Running on Empty – Let it Glow
Let’s talk about abiding, or more commonly referred to in most newer versions of the Bible as remaining.
As I read the whole passage John 15: 1-17, again, I realized that Jesus says remain eleven times. Yes, that is right, eleven times. Friends, whenever Jesus repeats Himself, it means it is vitally important. We must pay close attention to these repetitions.
Now what is interesting about the repetition found in this section is that this repetition builds on itself to teach an important lesson.
The first four ‘remains’ are the overarching lesson Jesus is teaching. He uses a metaphor that would have been easy to understand to these disciples. The grapevine was an important plant in this region and symbolized blessing and prosperity. Jesus starts the lesson with the great opening sentence in any good lesson. He says, “Remain in me and I will remain in you. No branch can bear fruit by itself; it must remain in the vine. Neither can you bear fruit unless you remain in me” (John 15:4).
Then Jesus dives deeper into His lesson. With the fifth ‘remain’, Jesus teaches us in who to remain. He says, I am the vine and you are the branches. If a man remains in me and I in him, he will bear much fruit (John 15:5)
With the sixth, seventh, and eighth ‘remain’ He teaches us why we need to remain in Him. He first says, “if anyone does not remain in me, he is like a branch that is thrown away and withers” (John 15:6). Then He shows the opposite of the negative juxtaposing with the positive. He states, “If you remain in me and my words remain in you, ask whatever you wish and it will be given to you” (John 15:7).
With the final three ‘remains’ Jesus teaches us how to remain in Him. He says “As the father has loved me, so I have loved you. Now remain in my love. If you obey my commands, you will remain in my love just as I have obeyed my Father’s commands and remain in His love” (John 15:10)

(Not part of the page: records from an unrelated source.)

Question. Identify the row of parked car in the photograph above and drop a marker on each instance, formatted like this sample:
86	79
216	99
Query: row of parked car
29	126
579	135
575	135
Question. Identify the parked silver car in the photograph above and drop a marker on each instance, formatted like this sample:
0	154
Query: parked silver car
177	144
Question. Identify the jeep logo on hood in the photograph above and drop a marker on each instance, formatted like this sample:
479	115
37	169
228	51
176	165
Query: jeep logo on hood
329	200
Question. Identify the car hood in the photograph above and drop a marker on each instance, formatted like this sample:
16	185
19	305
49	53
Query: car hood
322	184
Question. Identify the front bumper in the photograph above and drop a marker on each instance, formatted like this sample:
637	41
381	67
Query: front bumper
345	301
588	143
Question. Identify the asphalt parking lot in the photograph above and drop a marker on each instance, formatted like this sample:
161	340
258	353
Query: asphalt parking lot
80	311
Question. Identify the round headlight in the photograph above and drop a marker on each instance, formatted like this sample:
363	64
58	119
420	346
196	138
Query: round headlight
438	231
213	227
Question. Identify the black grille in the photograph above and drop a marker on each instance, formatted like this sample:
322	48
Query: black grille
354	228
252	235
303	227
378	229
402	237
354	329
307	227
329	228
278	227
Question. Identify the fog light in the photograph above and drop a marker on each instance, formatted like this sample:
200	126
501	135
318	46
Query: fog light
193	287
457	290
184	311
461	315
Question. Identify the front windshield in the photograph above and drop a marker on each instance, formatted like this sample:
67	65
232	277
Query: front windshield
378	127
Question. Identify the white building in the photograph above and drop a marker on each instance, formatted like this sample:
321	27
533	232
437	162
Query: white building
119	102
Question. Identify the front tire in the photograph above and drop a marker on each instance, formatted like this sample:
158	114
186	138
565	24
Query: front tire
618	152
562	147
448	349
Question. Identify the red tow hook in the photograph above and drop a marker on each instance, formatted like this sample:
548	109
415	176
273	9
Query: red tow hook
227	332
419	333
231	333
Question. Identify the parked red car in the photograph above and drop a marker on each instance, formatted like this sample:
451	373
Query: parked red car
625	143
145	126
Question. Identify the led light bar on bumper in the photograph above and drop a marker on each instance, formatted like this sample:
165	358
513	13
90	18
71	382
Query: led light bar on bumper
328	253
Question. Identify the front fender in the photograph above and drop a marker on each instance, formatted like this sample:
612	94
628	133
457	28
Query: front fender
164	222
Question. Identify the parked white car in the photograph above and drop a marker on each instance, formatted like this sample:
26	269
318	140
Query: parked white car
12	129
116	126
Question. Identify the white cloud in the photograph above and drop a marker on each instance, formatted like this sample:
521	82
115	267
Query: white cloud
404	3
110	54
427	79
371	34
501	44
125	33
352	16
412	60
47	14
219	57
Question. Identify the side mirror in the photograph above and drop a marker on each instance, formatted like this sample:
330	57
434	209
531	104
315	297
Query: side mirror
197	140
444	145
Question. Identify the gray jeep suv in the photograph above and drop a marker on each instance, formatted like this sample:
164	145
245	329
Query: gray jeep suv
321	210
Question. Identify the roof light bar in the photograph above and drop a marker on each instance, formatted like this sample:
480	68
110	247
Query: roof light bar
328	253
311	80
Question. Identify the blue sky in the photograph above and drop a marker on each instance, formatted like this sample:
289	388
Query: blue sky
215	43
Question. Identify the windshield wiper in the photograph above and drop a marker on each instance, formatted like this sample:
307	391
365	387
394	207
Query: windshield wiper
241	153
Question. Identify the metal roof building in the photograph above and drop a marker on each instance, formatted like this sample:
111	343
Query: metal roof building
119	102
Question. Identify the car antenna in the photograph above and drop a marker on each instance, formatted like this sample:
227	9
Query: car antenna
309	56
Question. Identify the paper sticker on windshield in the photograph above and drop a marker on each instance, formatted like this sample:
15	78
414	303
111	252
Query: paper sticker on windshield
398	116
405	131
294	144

Obeying God’s commands is how we remain in His love. So, what are His commands? He also repeats this in this same lesson. He states, “My command is this, love each other as I have loved you” (John 15:12) and He repeats it at the end of the lesson, “This is my command: Love each other” (John 15:17).
But how do we love each other? I mean, I consider myself a fairly loving person most of the time and yet I just shared that I lose it at the people I love most.
What I find so interesting about this idea of obeying God’s commands as the way to remain in God’s love is that one of the ten commandments is resting on the sabbath day. The Lord said to the people, “Remember the sabbath day by keeping it holy. Six days you shall labor and do all your work, but the seventh day is a sabbath to the lord your God. On it you shall not do any work, neither you or your son or daughter, nor male of female servant, nor your animals, nor any animals residing in your towns. For in six days the Lord made the heavens and the earth, the sea and all that is in them, but He rested on the seventh day. Therefore, the Lord blessed the sabbath day and made it holy” (Exodus 20:8-11).
Clearly, God thinks of resting as good. I wonder why I believe that rest is not good? Could it be that our enemy wants us to be too busy for God? I have heard that we live in the busiest, most anxious culture on record. Apparently, we need to go radically counter-culture here, see God’s commands as something that is good for us, and then obey them. We need to think of rest, real rest, the kind that fuels us up as a good thing and then do it!
Father, you are so good to us. You command rest to us and call it good because you know that we need it. Help us to slow down to the pace that you designed us to live in, rather than the one our culture demands of us and drains us. Show each of us a unique way to remain in your love, that will fuel us to love others. In Jesus name, Amen.